I briefly scanned Chrysostom's On the Priesthood but was forced to put it aside - not for any defect in the writing, but because of certain realizations I had when reading even the small sections I made it through. I hope to expand more on this in the future when I am able to take the work up again, but basically I came to understand that in all likelihood I was fired from my youth pastor position because God was sparing me the judgment that was my due for not taking my pastoral duties seriously enough. There were aspects of that position I was quite good at, others where I needed some work or mentoring, but the reality is that I did not the charge of those young souls with the depth and gravity such resonsibility warranted.

This theme of "being spared" actually came up in a book by Fr (or was he a bishop?) Anthony Bloom on prayer. I don't want to get to in-depth with that right now, but in discussing those times when we fell cut off from God in prayer it may be because God is sparing us his presence because of the damage it could do to us at that time. If we are in sin or unrepentant, or if our attention is elsewhere, then the presence of God could be to our judgement and condemnation instead of our salvation. This theme also came up in "Mary: The Untrodden Portal", wherein the author argues that the curse of death was not a punishment for Adam and Eve's trangression; rather, removing them from the Garden was God's way of keeping sin, and the resulting separation from God, eternal. Had they eaten of the Tree of Life, their rebellion would have been made permanent with no chance of redemption.

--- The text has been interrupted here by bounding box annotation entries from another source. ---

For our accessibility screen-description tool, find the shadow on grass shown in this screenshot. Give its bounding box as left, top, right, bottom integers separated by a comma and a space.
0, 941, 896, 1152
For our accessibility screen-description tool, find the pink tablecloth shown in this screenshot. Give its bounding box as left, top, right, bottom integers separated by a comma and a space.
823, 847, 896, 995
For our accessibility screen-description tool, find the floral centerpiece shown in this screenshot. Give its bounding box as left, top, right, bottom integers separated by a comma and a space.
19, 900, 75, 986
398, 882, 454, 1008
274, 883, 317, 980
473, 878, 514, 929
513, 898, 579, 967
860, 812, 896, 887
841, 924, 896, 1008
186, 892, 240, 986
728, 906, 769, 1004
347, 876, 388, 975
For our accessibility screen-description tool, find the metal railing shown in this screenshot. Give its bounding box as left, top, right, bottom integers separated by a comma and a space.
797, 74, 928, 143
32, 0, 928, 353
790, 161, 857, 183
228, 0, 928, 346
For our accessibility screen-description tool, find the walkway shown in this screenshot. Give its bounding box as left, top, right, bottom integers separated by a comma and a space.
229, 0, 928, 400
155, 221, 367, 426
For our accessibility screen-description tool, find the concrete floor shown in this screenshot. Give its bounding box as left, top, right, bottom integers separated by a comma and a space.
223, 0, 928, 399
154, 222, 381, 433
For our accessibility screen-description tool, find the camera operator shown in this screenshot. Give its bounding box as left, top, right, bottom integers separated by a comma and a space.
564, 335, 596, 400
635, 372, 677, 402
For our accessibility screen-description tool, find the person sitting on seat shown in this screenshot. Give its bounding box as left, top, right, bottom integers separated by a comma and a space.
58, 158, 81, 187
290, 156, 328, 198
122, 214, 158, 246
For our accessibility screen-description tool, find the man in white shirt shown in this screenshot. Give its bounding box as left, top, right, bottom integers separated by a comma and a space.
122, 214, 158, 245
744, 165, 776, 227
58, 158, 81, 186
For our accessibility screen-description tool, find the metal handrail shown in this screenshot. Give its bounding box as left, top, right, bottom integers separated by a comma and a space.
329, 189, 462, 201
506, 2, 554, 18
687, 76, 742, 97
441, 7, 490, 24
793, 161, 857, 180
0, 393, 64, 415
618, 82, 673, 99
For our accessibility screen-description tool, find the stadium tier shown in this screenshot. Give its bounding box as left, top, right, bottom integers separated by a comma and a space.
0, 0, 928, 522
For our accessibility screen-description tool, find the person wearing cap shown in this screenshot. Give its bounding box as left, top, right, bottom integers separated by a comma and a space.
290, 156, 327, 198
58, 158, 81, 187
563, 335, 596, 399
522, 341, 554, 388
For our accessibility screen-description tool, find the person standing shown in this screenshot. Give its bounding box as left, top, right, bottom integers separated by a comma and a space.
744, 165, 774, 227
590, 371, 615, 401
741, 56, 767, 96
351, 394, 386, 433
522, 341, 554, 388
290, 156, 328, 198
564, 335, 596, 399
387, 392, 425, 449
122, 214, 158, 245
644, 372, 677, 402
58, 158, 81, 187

St Athanasius also discusses creation in his "Incarnation of the Word", again in the context of being spared. But his is a point I found quite startling:

For transgression of the commandment was turning them back to their natural state, so that just as they have had their being out of nothing, so also, as might be expected, they might look for corruption into nothing in the course of time. For if, out of a former normal state of non-existence, they were called into being by the Presence and loving-kindness of the Word, it followed naturally that when men were bereft of the knowledge of God and were turned back to what was not (for what is evil is not, but what is good is), they should, since they derive their being from God, who IS, be everlastingly bereft even of being; in other words, that they should be disintegrated and abide in death and corruption. Incarnation, 4:4-5

You see, I had always assumed that man had been created "on high", so to speak, that we were made at an elevated level. Adam's human perfection (as opposed to the true perfection of God) was an inherent part of his being - put there by God no doubt, but still something integral to who and what he was. But Athanasius says otherwise; man was created out of corruptible and impermanent matter and is, therefore, by nature corruptible and impermanent. It is only man's knowledge of God and participation in God's life that pulls man up out of nothingness and impermanence into being. When Adam turned to rebellion, he turned away from being and "looked for corruption into nothing...." Man, then, was not created at an elevation from which we fell. Rather, Adam was made at the bottom of this metaphoric mountain and raised to the top by communion with God. At the top of that mountain, he rebelled and fell back to the bottom.

Our "elevation" was, and still is, always external to us. This lays to rest any notion of man's inherent goodness or ability to raise himself up to God's level, to earn heaven. How can the imperfect, corruptible nature of man makes itself perfect and incorruptible? How can the flawed make itself into the unflawed? How can the product make itself into the source? This vision, of man being raised up and falling down, of our being actually existing outside of us, has profound implications. And it is helping me to see the contours of the seamless Orthodox theology - more on that later.

1 comment:

D. I. Dalrymple said...

'On the Incarnation' is just amazing. It was hugely influential in bringing both myself and my wife into a greater appreciation of Orthodox theology. That image of the ontological abyss, of falling back into nothingness, was so illuminating for me - there's just so much there about the nature of human life, the soul and the body, and about our total dependence upon the will and love of God in everything.